Wer weiß, ob „Ziemlich beste Freunde“, der Kino-Hit des Jahres, bei uns acht Millionen Zuschauer gehabt hätte, wenn diese Behinderten-Komödie nicht auf einem wirklichen Fall beruhen würde, echten Menschen, echten Schicksalen. Kein Drehbuchschreiber würde wagen, sich das auszudenken, so unwahrscheinlich klingt das: Der gelähmte, adelige Superreiche aus der High Society von Paris und der bärenstarke kleinkriminelle Araber aus der Vorstadt finden zueinander. Jeder hat das, was dem anderen fehlt. Der Tellerwäscher muss gar nicht mehr zum Millionär werden, es reicht, wenn sich beide über alle gesellschaftlichen Schranken hinweg befreunden, schon kann man im Maserati durch die Nacht fliegen und die Polizei foppen.

Wie Dornröschen und der Prinz

Ein Paar wie Dornröschen und der Prinz, nur dass beide Prinz und Dornröschen zugleich sind. Ausgerechnet ihre Defizite machen sie zugänglich für ein­ander, es ist wie ein Stück richtiges Leben mitten im falschen. Und so verkauft sich seit Wochen das wirkliche Leben so gut wie der Kinostoff „Ziemlich beste Freunde“. Bevor der neue Sarrazin in die Läden kam, führte die Autobiografie des Aristokraten Philippe Pozzo di Borgo die Sachbuch-Bestsellerlisten an, genau wie die Erinnerungen seines Pflegers Abdel Sellou. Der eine bei den gebundenen, der andere bei den Taschenbüchern, wie ein letztes Reservat des Klassenunterschieds.

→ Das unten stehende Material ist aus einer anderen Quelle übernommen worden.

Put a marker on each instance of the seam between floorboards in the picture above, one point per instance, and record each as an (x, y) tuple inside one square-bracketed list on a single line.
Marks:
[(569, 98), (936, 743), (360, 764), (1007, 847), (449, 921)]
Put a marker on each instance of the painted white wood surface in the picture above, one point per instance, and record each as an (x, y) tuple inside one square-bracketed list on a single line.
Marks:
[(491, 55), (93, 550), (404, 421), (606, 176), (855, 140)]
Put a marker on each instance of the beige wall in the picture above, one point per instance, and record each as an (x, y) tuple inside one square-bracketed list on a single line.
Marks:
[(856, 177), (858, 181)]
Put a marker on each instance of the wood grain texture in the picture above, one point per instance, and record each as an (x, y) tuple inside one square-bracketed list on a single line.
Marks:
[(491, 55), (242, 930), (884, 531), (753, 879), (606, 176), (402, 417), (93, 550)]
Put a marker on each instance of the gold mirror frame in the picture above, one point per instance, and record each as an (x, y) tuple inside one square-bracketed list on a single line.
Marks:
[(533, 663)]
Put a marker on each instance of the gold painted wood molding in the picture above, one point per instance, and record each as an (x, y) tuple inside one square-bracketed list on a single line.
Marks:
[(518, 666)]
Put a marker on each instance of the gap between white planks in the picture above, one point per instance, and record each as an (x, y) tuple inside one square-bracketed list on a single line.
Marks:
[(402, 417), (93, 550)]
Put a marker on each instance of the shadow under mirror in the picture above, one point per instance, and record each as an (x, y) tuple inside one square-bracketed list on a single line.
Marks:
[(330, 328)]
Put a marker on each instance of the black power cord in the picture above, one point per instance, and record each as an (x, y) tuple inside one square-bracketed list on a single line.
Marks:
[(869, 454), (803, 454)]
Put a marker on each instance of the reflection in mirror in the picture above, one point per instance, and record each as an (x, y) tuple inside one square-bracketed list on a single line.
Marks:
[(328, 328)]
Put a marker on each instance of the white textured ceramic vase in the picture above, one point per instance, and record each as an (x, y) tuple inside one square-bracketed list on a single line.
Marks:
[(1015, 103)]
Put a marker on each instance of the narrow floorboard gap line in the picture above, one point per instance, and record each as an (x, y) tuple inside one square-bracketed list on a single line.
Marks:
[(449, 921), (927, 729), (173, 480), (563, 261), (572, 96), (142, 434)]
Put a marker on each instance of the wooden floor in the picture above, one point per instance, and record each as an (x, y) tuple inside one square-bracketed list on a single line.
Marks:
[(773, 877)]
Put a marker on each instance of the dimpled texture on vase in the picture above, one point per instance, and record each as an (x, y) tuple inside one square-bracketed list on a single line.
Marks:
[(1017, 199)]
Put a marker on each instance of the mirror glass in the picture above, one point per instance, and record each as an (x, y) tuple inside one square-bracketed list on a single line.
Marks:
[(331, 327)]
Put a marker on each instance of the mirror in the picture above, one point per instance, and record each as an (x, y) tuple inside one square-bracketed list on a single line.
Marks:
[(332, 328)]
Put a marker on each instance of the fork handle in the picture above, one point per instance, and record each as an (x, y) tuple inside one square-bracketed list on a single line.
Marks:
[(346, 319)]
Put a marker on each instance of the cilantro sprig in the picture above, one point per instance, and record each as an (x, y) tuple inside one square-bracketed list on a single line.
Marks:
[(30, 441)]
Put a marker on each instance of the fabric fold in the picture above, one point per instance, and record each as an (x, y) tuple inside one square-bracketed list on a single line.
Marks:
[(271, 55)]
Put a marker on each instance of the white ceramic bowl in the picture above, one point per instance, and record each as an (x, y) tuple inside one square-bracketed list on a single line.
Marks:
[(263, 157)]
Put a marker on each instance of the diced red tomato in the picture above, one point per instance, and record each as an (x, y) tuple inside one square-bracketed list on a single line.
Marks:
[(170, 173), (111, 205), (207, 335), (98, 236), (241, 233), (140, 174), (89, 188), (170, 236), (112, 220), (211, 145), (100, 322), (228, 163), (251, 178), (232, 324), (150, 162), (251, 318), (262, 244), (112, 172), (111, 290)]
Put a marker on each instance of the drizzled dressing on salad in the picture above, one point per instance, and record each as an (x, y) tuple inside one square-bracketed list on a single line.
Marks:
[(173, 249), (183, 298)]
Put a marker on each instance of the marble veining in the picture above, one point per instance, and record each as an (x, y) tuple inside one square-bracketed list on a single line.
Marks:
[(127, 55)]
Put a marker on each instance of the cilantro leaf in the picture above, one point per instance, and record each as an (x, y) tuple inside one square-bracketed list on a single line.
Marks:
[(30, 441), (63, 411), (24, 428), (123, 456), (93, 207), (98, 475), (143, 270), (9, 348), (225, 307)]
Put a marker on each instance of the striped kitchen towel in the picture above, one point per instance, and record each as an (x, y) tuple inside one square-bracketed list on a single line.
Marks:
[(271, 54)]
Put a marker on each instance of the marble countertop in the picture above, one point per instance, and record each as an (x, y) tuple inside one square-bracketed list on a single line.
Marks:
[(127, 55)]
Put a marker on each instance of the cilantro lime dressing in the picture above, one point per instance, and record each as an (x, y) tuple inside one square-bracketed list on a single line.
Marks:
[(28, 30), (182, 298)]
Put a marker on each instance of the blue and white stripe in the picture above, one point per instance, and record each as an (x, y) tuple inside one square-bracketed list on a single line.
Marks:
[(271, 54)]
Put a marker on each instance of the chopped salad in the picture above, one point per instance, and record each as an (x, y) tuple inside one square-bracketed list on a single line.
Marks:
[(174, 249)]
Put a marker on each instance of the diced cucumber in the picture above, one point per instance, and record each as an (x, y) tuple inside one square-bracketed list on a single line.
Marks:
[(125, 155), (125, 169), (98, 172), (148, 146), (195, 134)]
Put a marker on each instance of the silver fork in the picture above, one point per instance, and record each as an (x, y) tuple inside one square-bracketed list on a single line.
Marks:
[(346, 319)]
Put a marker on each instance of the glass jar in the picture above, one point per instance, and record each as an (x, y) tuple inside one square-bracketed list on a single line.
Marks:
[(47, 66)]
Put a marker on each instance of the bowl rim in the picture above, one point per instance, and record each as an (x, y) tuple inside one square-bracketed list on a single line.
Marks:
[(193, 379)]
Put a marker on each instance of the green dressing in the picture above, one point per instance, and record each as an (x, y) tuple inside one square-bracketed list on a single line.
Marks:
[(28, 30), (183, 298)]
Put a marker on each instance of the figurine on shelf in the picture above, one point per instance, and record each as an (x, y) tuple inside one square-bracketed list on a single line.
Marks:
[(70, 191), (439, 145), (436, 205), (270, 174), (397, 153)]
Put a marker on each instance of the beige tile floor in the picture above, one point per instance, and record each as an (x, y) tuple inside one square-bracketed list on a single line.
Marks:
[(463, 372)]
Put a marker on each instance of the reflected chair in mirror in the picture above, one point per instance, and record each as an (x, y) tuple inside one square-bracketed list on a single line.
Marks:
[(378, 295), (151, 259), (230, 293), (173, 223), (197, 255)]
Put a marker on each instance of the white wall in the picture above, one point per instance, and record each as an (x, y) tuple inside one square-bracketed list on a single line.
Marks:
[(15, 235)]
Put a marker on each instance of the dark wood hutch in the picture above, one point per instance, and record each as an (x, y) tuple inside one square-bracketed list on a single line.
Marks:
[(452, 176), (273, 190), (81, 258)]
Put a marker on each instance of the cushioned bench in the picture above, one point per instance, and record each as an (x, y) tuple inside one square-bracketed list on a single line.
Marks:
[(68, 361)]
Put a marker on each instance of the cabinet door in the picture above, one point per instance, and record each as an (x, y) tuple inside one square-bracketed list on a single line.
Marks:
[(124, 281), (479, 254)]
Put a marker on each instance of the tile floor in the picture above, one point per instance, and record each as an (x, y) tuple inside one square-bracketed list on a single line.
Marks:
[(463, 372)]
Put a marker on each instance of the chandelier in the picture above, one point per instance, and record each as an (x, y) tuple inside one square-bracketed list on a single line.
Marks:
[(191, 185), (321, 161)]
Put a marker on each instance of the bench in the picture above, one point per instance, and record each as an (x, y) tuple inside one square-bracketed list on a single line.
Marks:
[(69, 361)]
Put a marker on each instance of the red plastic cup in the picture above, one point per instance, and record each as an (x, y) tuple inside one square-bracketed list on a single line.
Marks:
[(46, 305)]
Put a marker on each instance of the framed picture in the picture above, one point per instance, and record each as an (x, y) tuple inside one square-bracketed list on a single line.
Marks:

Man lernt aus den Büchern, dass das herzzerreißende Drama um Pozzo di Borgos innig geliebte Ehefrau Béatrice und ihren Krebstod im Kino draußen bleiben musste – der Graf widmet ihr lange lyrische Passagen. Man lernt bei beiden, dass der frühere Chef der Champagner-Firma Pommery heute kapitalismuskritische Vorträge hält. Und bei seinem Pfleger Abdel, dass manche Kinder froh sind, wenn ihre Eltern sie fortgeben zu Verwandten in der Fremde. Abdel landete in Paris, das sei das Glück seines Lebens gewesen, sagt er. Die Wirklichkeit ist nämlich in Wirklichkeit oft überraschend.